Encore faut-il que les salariés, les agents publics et les indépendants soient formés. Pas à la marge, pas par quelques modules optionnels, mais à grande échelle. Des plans de formation massifs doivent devenir une priorité nationale et européenne, financés comme on finance une infrastructure stratégique. L’objectif n’est pas de faire de chacun un ingénieur en IA, mais de créer des travailleurs augmentés, capables de maîtriser ces outils, de les comprendre, d’en connaître les limites et les biais.

Sans cette montée en compétences généralisée, l’IA deviendra un outil de domination : concentrée entre les mains de quelques-uns, elle accroîtra les inégalités entre ceux qui savent s’en servir et ceux qui la subissent.

L’IA face aux métiers pénibles : promesses et angles morts

L’un des arguments souvent avancés est que l’IA pourrait réduire la pénibilité du travail. Sur le papier, l’idée est séduisante. Automatiser certaines tâches physiques, optimiser les plannings, assister les diagnostics, anticiper les risques : dans l’industrie, la logistique ou la maintenance, les applications sont déjà réelles.

Mais dans les métiers du soin, de l’aide à la personne, de l’éducation ou du social, les choses sont beaucoup plus complexes. Peut-on réellement automatiser l’empathie, la présence, l’écoute ? L’IA pourra sans doute aider à la gestion administrative, à l’anticipation des besoins, à l’organisation. Mais elle ne remplacera pas le lien humain. Le danger serait de s’en servir comme prétexte pour réduire encore des effectifs déjà sous tension, au nom d’une efficacité fantasmée. Là encore, tout dépendra des choix politiques. L’IA peut être un outil d’amélioration des conditions de travail, ou un alibi pour une austérité technologique.

Un coût environnemental colossal passé sous silence

Il est impossible de parler d’intelligence artificielle sans évoquer son coût écologique. Entraîner et faire fonctionner des modèles de grande taille nécessite des quantités massives d’énergie, de centres de données, d’eau et de métaux rares. Un coût environnemental souvent invisible mais très réel, qui pèse d’autant plus lourd dans un monde confronté à l’urgence climatique.

L’IA ne peut pas devenir un nouvel angle mort de la transition énergétique et climatique. Il faudra rapidement imposer des normes de sobriété, des obligations de transparence sur les coûts énergétiques et investir dans des architectures moins énergivores. Sans cela, la promesse technologique se paiera d’un prix climatique exorbitant.

Biais, données et souveraineté : un enjeu démocratique

Enfin, la majorité des IA actuellement déployées sont conçues par des entreprises privées, souvent anglo-américaines, avec leurs propres référentiels économiques et culturels.
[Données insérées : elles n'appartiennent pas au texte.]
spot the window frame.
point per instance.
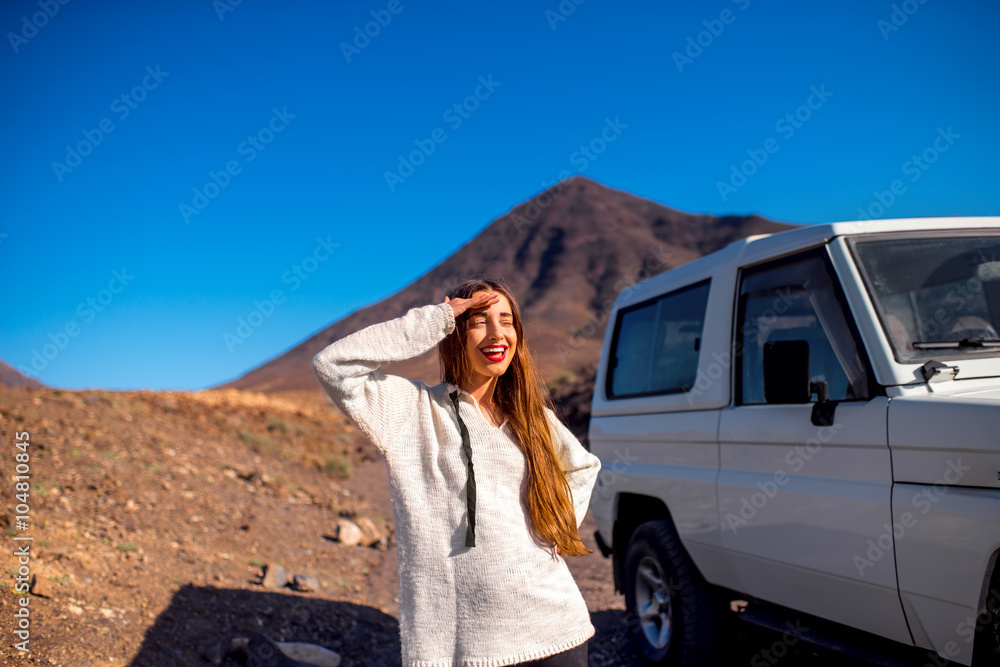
(613, 355)
(936, 354)
(821, 252)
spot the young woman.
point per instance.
(488, 486)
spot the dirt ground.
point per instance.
(152, 515)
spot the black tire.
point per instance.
(986, 650)
(671, 611)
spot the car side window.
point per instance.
(656, 344)
(797, 300)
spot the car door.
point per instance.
(805, 512)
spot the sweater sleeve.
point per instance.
(581, 467)
(380, 405)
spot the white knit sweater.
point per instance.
(506, 600)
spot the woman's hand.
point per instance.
(479, 301)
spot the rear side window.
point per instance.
(655, 345)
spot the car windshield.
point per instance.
(936, 297)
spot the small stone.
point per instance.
(262, 652)
(214, 655)
(305, 583)
(40, 587)
(310, 653)
(274, 576)
(348, 532)
(370, 531)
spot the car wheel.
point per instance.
(986, 651)
(671, 610)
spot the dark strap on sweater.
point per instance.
(470, 488)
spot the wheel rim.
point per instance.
(652, 601)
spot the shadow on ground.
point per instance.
(200, 618)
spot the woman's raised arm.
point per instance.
(381, 405)
(581, 466)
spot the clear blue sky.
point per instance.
(199, 82)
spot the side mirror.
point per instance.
(787, 376)
(787, 372)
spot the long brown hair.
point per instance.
(522, 397)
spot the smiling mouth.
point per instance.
(494, 352)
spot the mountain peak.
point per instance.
(565, 253)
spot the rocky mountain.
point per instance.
(566, 253)
(11, 377)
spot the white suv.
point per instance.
(810, 422)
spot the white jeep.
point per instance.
(809, 422)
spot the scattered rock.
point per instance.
(263, 652)
(305, 583)
(40, 586)
(348, 532)
(310, 653)
(274, 576)
(214, 655)
(369, 530)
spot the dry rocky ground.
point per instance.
(153, 514)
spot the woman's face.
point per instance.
(491, 339)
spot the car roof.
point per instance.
(762, 247)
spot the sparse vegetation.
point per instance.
(279, 425)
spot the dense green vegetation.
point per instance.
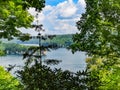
(14, 15)
(8, 82)
(99, 36)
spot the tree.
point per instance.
(99, 36)
(14, 15)
(7, 82)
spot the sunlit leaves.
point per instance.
(7, 82)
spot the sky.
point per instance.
(59, 16)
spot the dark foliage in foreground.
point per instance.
(42, 77)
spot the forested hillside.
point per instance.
(65, 40)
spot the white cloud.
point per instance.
(62, 18)
(82, 3)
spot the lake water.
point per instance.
(72, 62)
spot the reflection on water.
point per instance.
(72, 62)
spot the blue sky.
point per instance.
(55, 2)
(60, 16)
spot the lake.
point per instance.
(72, 62)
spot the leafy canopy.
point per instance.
(7, 82)
(99, 36)
(14, 15)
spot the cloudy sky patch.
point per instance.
(60, 16)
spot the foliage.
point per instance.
(99, 36)
(2, 53)
(7, 82)
(14, 15)
(41, 77)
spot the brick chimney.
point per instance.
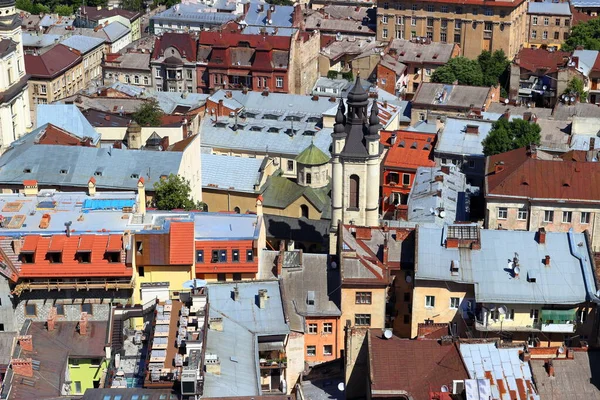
(51, 321)
(542, 236)
(92, 187)
(262, 298)
(22, 366)
(26, 342)
(83, 323)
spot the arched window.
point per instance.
(354, 190)
(304, 211)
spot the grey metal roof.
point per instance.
(453, 139)
(310, 276)
(280, 17)
(568, 279)
(120, 167)
(245, 311)
(504, 364)
(81, 43)
(239, 174)
(548, 7)
(424, 195)
(67, 117)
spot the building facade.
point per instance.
(474, 26)
(15, 119)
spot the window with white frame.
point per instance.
(454, 302)
(429, 301)
(502, 212)
(585, 218)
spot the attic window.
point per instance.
(310, 298)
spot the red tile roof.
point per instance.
(98, 266)
(181, 243)
(540, 59)
(183, 42)
(413, 366)
(52, 63)
(525, 176)
(411, 150)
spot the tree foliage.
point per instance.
(586, 34)
(461, 70)
(148, 114)
(509, 135)
(174, 192)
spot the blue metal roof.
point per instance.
(67, 117)
(225, 172)
(453, 139)
(83, 44)
(568, 279)
(551, 8)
Elles sont entraînées sur des données massives dont l’origine, les biais et l’utilisation posent de graves questions démocratiques.

Qui contrôle ces outils ? Où vont les données ? Quelles valeurs véhiculent-elles ? Laisser ces technologies structurer le travail, l’information et la décision publique sans cadre strict serait une abdication politique. La protection des données, la lutte contre les biais algorithmiques et la souveraineté numérique doivent être au cœur de toute stratégie sur l’IA.

Gouverner la révolution ou en subir les conséquences

La révolution amorcée avec l’IA générative n’est ni bonne ni mauvaise en soi. Elle est puissante. Et comme toute puissance, elle exige d’être gouvernée. Plans de formation massifs, anticipation des destructions d’emplois, reconversion accompagnée, régulation environnementale, protection des données, contrôle démocratique : tout cela ne relève pas de l’optionnel.

Si les gouvernants continuent de regarder ailleurs, le scénario est connu : destructions d’emplois rapides, creusement des inégalités, tensions sociales, rejet de la technologie elle-même. Le prix politique et social serait immense.

L’IA peut être un levier d’émancipation collective. Mais à une condition : que la société reprenne la main. Maintenant.

(Illustration DR – CC)

Notes
 
1- Channel News, Amazon a annoncé la suppression de 14 000 emplois administratifs en invoquant l’impact de l’IA.
 2 – Journal du Geek, HP prévoit de supprimer entre 4 000 et 6 000 postes d’ici 2028 en lien avec l’adoption de l’IA.
 3 – Congressional Report into AI’s Impact on American Jobs (2025).